Un ultimo consiglio: datevi una settimana di ‘passaggio’ durante la quale lascerete i contenitori ancora impilati in camera. Probabilmente avrete indumenti nel cesto dei panni sporchi o fra le montagne di cose da stirare che rischierebbero di restare in giro fino al prossimo cambio semplicemente perché una volta issate le scatole nella parte più alta dell’armadio, o portate alla Caritas le buste dell’abbigliamento da regalare, non avrete più modo/voglia di risolvere il problema. Fra una settimana tutto sarà veramente finito!

Commenti

  1. Grazie per avermi esaudita! Stampo e studio!
    Adoro il tuo modo di esporre tutti i passaggi. Pratica ed esauriente! Sembra banale e invece avere un metodo è necessario per procedere con ordine, velocemente e soprattutto senza farsi prendere dal panico.
    Ho capito che è fondamentale disporre di più contenitori e porcedere per classificazioni del contenuto. Prima di procedere urge una capatina all’Ikea.
    Però c’è ancora un problema che purtroppo tu non mi puoi aiutare a risolvere: lo spazio a disposizone. Poichè infatti non escludo di poter avere altri figli ho conservato tutto quello che è ancora in buono stato e il mio soppalco già strabocca di roba. Non so più dove mettere gli scatoloni…

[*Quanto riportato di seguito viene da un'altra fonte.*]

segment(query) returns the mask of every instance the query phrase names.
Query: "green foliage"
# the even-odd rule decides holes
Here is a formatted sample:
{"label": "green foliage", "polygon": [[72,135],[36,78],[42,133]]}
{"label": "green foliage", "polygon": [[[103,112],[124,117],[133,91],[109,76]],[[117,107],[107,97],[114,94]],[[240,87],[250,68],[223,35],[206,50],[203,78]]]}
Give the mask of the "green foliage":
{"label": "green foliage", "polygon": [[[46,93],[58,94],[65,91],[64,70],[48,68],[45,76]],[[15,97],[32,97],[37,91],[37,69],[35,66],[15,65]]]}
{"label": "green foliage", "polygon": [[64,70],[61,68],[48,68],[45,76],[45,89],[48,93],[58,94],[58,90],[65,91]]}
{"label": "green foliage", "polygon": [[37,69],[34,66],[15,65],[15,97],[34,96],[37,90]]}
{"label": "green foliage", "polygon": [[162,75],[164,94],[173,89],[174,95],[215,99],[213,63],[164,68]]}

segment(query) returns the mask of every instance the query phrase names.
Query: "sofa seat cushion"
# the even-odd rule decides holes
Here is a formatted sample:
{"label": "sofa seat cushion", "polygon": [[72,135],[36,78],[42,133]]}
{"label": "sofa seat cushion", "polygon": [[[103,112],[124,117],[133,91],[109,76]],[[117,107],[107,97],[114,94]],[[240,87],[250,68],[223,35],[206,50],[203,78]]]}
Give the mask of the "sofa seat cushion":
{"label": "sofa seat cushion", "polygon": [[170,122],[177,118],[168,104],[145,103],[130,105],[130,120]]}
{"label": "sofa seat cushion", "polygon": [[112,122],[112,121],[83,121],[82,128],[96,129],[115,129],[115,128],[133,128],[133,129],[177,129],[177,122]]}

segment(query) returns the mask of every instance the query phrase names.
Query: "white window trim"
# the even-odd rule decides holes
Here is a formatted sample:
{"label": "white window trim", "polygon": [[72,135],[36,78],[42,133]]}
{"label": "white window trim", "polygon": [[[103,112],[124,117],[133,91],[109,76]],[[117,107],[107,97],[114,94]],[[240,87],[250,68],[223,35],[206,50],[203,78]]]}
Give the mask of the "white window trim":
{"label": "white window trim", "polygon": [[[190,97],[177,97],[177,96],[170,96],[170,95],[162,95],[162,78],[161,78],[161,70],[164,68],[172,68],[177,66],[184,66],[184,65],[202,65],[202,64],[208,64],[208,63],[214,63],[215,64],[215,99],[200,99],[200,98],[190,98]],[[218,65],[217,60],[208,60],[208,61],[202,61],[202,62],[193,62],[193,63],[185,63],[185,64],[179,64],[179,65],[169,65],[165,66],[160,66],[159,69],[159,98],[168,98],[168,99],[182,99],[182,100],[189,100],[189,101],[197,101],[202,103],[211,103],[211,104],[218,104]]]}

  2. sembra ancor peggio del cambio di stagione per gli adulti!!!!
    😮

  3. “non stavate mica pensando di coinvolgerli in prove e misurazioni, no?”
    Ehm, io ho fatto così. Ma la prossima volta mi sa che seguo il tuo consiglio. Non ci avevo pensato…

    • ooops.
      😀

      • eh eh io sono riuscita a coinvolgerlo, ma il mio ormai è un ragazzino di 12 anni, e lì non posso più tanto stare a prendere un pezzo a campione per misura….è pure più alto di me 🙁
        e poi per quest’età bella critica preparatevi, perchè NON C’E’ STAGIONE!!! questi si mettono la roba estiva sotto l’invernale, assolutamente quella camicia con quella maglietta sotto e quelle scarpe dove sono????? ecco………….il consiglio per la fascia 10-12-14 è….grande spazio nell’armadio e soprattutto taaaaaaanta pazienza!0__0

        • be’ sicuramente la questione si complica O.o

        • E’ vero! I miei figli hanno 11 e 9 anni e le t-shirt estive sono state in uso per tutto l’inverno. Inoltre – prendano nota le mamme dei piccolini – metà armadio è ormai occupato da divise sportive (per i miei calcio, tennis e quant’altro).

          • ma in verita’ gia’ ora che momo non ha neppure quattro anni vuole mettere solo tute sportive: dice che vuole i pantaloni senza cerniera.
            meglio: lavatrici facili e poca stiratura 😉

        • Io ho 37 anni e non ho vestiti invernali o estivi: pure io come i tuoi figli uso le stesse cose durante l’anno, coprendomi con i golfini quando fa freddo e amen. Troooooppo più comodo così!